Sysadmin Blog

How do I verify that a private key matches a certificate?

info@cyberbyte.ch (Mike Rhyner) — Fri, 11 Feb 2022 11:47:56 GMT

To verify that an RSA private key matches the RSA public key in a certificate you need to i) verify the consistency of the private key and ii) compare the modulus of the public key in the certificate against the modulus of the private key.

To verify the consistency of the RSA private key:

openssl rsa -check -noout -in myserver.key
RSA Key is ok

If it doesn't say 'RSA key ok', it isn't OK!"

To view its modulus:

openssl rsa -modulus -noout -in myserver.key | openssl md5

To view the modulus of the RSA public key in a certificate:

openssl x509 -modulus -noout -in myserver.crt | openssl md5

If the first commands shows any errors, or if the modulus of the public key in the certificate and the modulus of the private key do not exactly match, then you're not using the correct private key.

Automount user's home directories

info@cyberbyte.ch (Mike Rhyner) — Sun, 16 May 2004 22:00:00 GMT

Follow those steps for automounting every user's homedir under a particular directory:

Make sure you have installed autofs

Add the following line to the automount.master file (mostly in /etc/autofs/):

    /home/net    /etc/autofs/auto.home

Then Add this line to auto.home (mostly in /etc/autofs/):

    *	-rw,soft,intr	server:/&

or for a SAMBA server:

    *	-rw,soft,intr,fstype=smbfs,uid=&,gid=100,credentials=/home/&/.smbpasswd             ://server/&

But what does that mean?
The Asterisk (*) stands for any (pseudo)-directory under the given mountpoint. After the dash, there are the mount options, and with the Ampersand (&) we refer to the directory name that would be accessed by the user. So the appropriate NFS export or sharename will be automounted. For SAMBA, it is used also for setting the owner of the files in the mounted directory and for the credentials file in user's (local) home directory for authentication.

With this, users can just use their home directory on a server, e.g. by cd'ing to /home/net/. After some time of inactivity, the directory will be unmounted without manual intervention.
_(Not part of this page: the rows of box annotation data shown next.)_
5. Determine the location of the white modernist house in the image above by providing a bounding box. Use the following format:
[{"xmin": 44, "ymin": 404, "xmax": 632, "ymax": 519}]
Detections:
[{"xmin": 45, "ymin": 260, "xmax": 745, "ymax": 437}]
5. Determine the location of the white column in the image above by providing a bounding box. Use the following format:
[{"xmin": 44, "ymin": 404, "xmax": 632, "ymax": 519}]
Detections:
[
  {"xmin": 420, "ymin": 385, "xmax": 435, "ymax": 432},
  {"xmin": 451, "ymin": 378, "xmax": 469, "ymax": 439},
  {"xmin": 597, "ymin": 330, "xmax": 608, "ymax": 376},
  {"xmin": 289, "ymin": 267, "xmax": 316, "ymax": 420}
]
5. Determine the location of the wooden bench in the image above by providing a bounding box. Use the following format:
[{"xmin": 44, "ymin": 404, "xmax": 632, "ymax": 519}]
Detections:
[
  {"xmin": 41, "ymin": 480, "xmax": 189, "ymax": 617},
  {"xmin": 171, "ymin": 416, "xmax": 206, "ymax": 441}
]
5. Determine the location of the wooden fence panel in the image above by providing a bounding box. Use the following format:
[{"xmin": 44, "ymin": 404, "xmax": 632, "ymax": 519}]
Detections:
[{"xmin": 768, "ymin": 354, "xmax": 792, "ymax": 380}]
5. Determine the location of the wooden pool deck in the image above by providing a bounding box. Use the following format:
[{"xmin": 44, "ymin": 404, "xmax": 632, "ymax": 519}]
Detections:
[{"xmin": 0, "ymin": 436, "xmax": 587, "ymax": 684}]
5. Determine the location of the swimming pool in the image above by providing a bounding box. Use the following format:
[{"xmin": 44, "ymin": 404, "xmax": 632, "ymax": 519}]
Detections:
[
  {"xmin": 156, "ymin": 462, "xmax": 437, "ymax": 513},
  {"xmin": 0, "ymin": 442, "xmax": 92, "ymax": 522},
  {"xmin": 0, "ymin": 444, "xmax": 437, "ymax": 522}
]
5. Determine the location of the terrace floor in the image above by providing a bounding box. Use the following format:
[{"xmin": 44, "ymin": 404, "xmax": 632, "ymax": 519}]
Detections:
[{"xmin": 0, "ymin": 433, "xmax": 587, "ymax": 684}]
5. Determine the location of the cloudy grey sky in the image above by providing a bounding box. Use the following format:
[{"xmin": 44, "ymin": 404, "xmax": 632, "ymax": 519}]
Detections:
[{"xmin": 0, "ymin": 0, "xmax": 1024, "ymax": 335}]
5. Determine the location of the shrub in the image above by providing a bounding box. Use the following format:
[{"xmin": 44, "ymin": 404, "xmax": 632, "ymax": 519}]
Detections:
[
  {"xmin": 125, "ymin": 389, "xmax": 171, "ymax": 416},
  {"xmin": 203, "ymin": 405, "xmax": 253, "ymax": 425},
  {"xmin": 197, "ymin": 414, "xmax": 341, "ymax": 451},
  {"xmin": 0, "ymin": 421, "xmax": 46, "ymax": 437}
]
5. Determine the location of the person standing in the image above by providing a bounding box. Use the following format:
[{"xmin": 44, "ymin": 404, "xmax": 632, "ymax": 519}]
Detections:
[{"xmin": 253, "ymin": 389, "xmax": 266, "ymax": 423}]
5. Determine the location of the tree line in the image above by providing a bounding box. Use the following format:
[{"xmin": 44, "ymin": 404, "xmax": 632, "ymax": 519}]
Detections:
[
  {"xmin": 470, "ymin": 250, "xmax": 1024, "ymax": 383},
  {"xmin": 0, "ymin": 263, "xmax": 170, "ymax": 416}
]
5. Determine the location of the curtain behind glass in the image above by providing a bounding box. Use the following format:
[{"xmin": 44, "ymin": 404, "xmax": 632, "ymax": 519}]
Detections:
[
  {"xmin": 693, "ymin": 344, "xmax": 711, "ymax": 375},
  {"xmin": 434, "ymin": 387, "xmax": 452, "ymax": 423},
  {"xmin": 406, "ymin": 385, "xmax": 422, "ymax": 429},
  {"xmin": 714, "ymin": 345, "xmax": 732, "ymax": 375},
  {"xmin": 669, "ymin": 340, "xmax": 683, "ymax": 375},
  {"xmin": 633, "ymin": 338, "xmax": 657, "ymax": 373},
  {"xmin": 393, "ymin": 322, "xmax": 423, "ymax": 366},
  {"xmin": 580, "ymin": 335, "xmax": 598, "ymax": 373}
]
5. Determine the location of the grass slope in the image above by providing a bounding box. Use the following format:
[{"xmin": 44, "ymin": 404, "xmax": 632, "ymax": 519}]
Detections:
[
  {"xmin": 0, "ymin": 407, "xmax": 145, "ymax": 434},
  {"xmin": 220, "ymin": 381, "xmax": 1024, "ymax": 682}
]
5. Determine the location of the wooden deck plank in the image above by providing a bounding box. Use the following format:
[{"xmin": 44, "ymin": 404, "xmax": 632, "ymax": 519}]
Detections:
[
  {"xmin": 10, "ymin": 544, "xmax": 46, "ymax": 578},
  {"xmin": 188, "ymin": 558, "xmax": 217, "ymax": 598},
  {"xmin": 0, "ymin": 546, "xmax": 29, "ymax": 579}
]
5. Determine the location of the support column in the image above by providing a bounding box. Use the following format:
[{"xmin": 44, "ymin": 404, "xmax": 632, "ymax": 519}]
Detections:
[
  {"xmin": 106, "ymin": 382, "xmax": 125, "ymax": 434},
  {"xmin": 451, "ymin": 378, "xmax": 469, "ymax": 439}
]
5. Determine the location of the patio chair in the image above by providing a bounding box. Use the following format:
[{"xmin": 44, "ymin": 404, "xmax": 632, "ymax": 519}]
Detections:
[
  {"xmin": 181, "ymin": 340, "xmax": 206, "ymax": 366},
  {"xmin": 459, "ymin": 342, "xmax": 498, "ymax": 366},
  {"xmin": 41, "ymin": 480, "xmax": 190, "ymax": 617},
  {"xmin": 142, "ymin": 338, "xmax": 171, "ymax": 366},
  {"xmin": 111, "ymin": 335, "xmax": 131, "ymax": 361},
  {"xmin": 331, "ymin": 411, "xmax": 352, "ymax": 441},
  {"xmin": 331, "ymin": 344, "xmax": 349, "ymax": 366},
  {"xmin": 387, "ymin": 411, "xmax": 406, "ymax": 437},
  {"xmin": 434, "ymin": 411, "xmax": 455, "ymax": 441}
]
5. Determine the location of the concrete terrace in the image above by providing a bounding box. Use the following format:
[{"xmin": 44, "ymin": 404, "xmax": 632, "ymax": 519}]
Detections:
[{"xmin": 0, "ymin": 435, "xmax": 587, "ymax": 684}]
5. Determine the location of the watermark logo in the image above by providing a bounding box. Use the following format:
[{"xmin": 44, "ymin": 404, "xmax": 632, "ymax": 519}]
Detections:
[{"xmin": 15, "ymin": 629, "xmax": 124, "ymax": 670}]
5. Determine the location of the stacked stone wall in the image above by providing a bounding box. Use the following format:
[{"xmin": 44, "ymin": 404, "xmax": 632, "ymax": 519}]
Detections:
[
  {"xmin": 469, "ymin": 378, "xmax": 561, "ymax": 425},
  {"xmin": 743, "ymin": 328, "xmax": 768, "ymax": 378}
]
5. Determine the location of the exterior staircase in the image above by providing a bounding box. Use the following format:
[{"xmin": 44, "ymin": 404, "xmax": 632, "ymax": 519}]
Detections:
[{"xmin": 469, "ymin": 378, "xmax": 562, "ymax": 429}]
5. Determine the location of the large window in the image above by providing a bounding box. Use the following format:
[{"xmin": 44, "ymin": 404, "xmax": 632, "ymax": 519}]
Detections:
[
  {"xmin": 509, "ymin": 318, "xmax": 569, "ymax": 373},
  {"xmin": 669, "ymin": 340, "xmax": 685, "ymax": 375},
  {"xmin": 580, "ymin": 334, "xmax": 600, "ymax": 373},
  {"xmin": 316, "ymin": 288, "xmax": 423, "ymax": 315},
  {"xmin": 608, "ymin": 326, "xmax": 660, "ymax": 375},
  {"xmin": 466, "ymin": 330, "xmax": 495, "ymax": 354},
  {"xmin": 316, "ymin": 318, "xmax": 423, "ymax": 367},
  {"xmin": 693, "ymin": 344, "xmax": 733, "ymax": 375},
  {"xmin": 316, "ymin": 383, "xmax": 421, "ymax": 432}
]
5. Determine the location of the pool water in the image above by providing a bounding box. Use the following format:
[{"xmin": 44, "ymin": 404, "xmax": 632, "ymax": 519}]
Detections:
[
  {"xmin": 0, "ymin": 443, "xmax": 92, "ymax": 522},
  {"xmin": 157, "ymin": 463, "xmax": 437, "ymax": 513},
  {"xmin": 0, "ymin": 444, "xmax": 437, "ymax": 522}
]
Integrate new drivers into a RedHat Network Boot Disk

info@cyberbyte.ch (Mike Rhyner) — Mon, 22 Sep 2003 22:00:00 GMT

It is possible that the hardware changes with new server models and you cannot boot any more from the RedHat Bootdisk. Then you need to inspect your new hardware and see what new devices are built in and get a driver for it.

For more convenience, I have written some simple scripts, which do the most annoying tasks.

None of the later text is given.